The way we pay for public cloud is actually much more analogous to the way people rent apartments, where we pay for access to capacity. The bigger the family we have, the more rooms we need. The innovation here is that the apartment is rented by the hour instead of the month. You can add more rooms or remove them very quickly, and you can stop renting whenever you want. Those options aren’t very useful in the real-estate market because families don’t change size quickly, but they are very helpful in the fast-paced world of IT, where demand for resources often swings dramatically in short periods of time.
The speed with which you can scale your cloud capacity up and down, and thus your bill, creates the illusion of usage-based pricing. Since you are “using” more or fewer instances at different times, if you look at a whole month, your bill exhibits usage-like behavior due to the fact that you are being charged by the hour and not by the month (you can see that you incurred more charges during one hour vs. another). Monthly bills for traditional outsourcing services are for the capacity you have as of a certain day of the month, but if you were to look at a whole year, even that might appear, in a way, to be usage-based if you had a lot of changes in server and storage capacity month to month. It’s the frame of reference you have when you look at the charges.
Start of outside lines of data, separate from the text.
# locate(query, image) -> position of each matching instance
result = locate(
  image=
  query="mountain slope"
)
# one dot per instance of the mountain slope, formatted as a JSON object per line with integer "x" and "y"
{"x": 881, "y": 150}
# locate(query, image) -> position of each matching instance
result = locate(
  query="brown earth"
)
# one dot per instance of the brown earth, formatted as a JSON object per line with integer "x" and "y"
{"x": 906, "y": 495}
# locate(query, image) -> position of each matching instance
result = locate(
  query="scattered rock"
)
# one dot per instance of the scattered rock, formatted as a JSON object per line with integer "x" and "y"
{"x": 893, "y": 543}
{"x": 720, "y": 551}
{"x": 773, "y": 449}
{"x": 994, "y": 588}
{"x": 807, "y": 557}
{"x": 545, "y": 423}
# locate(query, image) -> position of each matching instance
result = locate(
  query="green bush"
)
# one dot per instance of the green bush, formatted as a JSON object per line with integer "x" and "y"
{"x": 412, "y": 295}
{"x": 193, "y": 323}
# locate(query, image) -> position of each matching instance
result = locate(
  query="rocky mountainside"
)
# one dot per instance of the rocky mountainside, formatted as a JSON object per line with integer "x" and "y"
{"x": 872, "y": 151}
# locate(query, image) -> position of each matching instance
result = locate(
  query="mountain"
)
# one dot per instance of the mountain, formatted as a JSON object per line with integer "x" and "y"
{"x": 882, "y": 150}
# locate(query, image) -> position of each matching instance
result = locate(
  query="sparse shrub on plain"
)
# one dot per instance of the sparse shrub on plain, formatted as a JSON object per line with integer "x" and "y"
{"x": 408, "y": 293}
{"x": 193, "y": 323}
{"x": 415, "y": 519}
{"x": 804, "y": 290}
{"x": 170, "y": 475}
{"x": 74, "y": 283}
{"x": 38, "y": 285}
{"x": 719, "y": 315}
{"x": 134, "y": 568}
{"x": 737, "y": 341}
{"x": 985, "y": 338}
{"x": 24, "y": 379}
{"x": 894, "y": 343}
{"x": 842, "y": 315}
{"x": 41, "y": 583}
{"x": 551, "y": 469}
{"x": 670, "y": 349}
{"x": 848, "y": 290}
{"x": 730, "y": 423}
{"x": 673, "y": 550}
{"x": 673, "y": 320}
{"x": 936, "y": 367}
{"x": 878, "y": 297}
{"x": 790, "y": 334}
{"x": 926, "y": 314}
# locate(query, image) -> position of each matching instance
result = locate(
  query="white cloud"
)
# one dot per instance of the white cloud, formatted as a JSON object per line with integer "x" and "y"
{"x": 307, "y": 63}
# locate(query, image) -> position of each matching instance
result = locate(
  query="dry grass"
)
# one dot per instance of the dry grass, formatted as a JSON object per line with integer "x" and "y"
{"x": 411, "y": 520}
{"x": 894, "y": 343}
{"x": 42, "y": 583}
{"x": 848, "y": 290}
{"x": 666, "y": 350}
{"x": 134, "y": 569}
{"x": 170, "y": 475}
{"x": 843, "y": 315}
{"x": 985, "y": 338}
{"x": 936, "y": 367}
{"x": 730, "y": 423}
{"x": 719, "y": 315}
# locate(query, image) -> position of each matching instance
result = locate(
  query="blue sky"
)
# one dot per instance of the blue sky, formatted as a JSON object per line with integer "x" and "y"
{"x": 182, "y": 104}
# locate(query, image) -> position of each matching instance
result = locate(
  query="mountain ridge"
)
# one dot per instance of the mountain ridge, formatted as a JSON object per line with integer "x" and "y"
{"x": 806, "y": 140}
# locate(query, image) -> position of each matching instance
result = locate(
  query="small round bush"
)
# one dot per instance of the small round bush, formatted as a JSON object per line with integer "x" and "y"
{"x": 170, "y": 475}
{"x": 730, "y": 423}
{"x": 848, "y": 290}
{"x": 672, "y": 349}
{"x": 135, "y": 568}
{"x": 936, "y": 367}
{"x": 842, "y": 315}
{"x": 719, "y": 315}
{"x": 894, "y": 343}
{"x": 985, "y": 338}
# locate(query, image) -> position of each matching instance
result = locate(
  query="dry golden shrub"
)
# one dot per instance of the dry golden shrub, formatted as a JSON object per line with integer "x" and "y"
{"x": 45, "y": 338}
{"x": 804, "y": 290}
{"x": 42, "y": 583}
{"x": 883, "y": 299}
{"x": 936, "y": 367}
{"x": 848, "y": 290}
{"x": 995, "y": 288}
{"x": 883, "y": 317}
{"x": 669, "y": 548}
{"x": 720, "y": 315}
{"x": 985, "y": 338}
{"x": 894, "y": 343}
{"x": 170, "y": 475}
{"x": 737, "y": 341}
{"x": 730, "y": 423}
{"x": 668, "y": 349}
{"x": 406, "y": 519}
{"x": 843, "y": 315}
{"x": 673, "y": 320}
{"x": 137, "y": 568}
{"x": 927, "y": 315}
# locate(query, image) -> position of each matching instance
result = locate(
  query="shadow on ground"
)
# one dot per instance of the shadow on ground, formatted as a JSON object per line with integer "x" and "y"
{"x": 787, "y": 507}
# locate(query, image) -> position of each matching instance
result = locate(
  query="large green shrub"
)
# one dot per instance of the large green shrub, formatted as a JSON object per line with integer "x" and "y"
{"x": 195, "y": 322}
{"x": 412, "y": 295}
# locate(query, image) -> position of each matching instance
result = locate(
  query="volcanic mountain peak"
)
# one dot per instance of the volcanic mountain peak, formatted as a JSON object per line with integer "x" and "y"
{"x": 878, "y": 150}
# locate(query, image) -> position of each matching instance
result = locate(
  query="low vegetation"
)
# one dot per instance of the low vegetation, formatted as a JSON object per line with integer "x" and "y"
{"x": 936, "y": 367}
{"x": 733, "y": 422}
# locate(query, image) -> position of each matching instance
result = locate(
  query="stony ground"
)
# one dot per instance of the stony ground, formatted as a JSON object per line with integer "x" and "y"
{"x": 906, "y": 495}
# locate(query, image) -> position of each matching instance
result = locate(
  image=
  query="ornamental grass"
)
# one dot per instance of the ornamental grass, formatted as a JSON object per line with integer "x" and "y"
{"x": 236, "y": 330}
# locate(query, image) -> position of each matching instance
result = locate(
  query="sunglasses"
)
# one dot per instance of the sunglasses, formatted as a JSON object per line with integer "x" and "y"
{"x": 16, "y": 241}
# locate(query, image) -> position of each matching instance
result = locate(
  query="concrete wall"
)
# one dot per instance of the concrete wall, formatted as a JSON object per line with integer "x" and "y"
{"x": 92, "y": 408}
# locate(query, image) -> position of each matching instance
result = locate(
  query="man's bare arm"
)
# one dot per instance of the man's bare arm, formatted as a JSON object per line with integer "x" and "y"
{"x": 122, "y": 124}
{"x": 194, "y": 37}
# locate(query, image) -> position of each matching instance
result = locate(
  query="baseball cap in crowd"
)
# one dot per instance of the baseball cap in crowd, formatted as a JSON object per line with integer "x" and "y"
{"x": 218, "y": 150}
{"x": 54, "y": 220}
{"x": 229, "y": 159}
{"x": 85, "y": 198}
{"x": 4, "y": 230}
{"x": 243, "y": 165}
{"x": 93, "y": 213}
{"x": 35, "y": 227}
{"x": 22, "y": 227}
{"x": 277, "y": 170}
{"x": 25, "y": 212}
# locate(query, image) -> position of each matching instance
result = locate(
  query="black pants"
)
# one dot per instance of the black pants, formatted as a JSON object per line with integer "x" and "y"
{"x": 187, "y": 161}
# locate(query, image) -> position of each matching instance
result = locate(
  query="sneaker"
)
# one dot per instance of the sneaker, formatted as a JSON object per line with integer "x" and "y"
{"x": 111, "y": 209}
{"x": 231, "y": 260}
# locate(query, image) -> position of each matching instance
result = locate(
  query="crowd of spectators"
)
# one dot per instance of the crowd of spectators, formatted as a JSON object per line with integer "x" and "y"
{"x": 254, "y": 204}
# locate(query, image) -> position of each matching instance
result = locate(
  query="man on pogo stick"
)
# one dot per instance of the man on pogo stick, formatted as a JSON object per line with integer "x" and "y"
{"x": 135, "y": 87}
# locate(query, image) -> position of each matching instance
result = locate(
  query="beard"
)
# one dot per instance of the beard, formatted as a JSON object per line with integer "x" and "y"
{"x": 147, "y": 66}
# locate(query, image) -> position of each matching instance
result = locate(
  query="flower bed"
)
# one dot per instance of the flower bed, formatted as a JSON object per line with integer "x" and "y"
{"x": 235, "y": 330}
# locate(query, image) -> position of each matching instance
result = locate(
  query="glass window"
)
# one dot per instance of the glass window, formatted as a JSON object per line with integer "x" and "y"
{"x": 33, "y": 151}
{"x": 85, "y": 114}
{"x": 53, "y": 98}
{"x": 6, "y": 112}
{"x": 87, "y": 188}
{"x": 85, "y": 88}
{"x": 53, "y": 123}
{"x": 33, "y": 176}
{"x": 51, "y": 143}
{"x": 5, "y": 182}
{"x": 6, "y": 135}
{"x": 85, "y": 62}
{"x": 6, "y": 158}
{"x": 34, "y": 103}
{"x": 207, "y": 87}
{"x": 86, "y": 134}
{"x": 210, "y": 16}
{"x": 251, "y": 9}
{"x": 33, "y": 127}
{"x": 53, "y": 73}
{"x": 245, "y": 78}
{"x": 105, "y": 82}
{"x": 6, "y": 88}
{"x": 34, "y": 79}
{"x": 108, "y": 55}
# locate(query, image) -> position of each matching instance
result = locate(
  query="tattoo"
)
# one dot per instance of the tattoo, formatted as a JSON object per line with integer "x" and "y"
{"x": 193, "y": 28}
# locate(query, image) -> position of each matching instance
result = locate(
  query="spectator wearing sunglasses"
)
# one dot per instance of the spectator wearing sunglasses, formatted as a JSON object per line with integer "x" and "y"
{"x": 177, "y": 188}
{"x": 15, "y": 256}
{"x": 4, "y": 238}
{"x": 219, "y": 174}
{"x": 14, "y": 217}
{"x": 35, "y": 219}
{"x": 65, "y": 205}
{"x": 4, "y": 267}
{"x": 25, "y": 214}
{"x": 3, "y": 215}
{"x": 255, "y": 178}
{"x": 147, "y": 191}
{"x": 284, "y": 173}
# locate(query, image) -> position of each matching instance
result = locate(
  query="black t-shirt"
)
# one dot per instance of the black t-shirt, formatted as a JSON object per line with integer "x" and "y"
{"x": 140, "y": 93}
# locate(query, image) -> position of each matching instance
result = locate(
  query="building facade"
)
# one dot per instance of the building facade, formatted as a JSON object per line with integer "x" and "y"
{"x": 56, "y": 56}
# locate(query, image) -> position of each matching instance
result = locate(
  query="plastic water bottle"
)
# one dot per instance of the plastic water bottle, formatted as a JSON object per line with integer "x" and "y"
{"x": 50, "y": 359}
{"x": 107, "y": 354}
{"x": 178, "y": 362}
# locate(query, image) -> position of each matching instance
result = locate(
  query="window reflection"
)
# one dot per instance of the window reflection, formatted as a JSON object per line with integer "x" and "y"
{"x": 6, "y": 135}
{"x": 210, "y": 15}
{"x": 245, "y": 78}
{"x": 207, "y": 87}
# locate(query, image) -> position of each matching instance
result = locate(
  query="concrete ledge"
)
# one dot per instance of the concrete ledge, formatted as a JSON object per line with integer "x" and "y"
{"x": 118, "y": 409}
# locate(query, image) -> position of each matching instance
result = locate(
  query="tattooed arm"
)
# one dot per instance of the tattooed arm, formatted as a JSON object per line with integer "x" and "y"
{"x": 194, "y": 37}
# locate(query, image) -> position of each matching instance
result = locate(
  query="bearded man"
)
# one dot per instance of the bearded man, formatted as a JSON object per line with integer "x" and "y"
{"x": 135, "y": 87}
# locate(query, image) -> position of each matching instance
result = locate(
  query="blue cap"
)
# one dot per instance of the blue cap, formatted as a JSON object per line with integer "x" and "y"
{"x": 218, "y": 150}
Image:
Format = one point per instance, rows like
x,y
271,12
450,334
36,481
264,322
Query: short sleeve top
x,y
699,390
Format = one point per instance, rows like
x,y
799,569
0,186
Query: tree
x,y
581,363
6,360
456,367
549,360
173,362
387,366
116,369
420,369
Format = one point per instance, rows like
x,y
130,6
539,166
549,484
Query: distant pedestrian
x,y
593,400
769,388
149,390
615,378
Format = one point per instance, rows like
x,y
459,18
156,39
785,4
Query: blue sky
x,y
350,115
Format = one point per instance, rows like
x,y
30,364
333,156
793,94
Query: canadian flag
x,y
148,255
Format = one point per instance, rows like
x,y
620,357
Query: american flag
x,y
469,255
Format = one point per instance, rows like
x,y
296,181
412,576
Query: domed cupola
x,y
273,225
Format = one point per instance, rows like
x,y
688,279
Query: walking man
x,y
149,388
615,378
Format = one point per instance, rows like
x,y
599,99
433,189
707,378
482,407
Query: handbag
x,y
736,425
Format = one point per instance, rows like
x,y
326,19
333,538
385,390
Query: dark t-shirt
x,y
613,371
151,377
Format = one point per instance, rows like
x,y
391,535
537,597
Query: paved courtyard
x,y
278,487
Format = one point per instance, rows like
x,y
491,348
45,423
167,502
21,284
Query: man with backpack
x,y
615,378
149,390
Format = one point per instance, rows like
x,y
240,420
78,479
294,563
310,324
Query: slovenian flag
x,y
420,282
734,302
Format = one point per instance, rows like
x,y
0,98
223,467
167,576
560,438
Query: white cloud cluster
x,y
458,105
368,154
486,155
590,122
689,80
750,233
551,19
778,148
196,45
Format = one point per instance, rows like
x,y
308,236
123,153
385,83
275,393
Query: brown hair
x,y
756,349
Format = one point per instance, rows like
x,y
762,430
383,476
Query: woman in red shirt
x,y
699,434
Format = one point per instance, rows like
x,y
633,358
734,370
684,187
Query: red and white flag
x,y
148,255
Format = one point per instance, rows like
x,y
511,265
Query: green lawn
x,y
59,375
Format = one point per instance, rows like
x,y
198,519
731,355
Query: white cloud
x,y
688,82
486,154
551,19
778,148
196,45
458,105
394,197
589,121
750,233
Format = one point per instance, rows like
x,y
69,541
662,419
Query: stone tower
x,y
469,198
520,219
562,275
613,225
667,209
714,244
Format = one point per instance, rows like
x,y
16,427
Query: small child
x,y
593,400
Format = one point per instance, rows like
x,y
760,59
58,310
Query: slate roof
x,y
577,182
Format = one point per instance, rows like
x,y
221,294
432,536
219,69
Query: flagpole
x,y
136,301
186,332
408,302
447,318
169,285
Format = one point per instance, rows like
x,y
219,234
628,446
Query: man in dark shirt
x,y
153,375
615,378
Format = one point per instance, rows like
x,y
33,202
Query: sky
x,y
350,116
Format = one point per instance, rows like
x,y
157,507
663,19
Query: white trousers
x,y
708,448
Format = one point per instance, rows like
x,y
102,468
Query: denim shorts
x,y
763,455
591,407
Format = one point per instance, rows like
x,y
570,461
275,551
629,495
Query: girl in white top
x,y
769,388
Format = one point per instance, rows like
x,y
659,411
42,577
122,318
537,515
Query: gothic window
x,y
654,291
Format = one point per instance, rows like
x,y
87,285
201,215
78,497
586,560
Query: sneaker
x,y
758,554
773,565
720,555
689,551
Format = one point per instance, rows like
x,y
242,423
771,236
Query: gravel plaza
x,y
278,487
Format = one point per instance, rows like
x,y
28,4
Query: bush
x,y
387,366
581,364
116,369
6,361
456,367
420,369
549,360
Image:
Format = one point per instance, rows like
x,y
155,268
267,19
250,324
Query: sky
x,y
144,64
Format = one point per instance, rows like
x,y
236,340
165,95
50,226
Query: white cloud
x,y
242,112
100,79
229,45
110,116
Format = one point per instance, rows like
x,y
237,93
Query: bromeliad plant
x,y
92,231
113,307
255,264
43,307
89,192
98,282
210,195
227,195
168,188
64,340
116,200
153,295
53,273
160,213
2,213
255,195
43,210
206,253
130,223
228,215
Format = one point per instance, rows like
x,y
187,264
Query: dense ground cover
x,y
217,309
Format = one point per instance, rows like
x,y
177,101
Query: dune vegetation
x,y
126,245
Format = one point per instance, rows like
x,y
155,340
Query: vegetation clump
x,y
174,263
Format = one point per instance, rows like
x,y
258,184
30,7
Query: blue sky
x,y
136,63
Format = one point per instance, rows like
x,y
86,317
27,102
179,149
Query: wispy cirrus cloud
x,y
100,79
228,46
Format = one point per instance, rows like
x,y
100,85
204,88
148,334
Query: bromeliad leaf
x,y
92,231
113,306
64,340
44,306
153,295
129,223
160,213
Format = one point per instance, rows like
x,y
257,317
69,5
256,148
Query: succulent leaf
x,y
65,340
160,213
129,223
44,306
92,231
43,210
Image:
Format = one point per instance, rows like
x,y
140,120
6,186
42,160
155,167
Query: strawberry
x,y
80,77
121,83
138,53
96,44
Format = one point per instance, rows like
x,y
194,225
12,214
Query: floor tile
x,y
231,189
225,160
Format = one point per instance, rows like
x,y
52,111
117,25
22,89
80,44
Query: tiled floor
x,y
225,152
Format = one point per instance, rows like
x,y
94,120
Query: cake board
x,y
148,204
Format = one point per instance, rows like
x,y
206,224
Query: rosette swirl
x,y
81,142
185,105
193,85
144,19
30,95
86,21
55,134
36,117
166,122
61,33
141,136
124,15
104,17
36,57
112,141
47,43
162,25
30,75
The other thing to understand is that there is often a lot of spare CPU time left over when a typical application uses a VM (instance) for an hour, because computer chips deal in actions that take only a fraction of a second, and they can also do more than one thing at a time. In our example, Amazon can sell that CPU capacity you aren’t using to other customers if they wish to. Same for Microsoft. Same for Google. To get true usage-based pricing you would have to bill not for wall-clock time that the CPU is rented but for CPU time that processing was actually going on. In the mainframe world this is measured in CPU seconds. We could do that for cloud computing too, but, well, it’s hard to measure and it’s hard for customers to understand, so it’s probably not going to happen any time soon.
Okay, that’s a nice academic discussion, but so what? The useful take-away is the following rule: as the time units used for billing decrease in size, capacity-based pricing resembles usage-based pricing more and more. Let’s call it “Scott’s rule of cloud pricing.” Understanding it can save real money. If an application that only uses 5 CPU minutes per hour (100% of the CPU actually doing work for a total of 5 minutes per hour) were billed by the minute rather than by the hour (assuming the per minute price is one 60th the per hour price), the server instances would cost as little as one twelfth as much. So to simplify, you always want the time units you are billed for to be as small as possible (per-hour is better than per month, per-minute is better than per-hour, and so on). The more volatile your workloads are, the more important this will be.
This fact is currently not well understood by cloud customers or the media.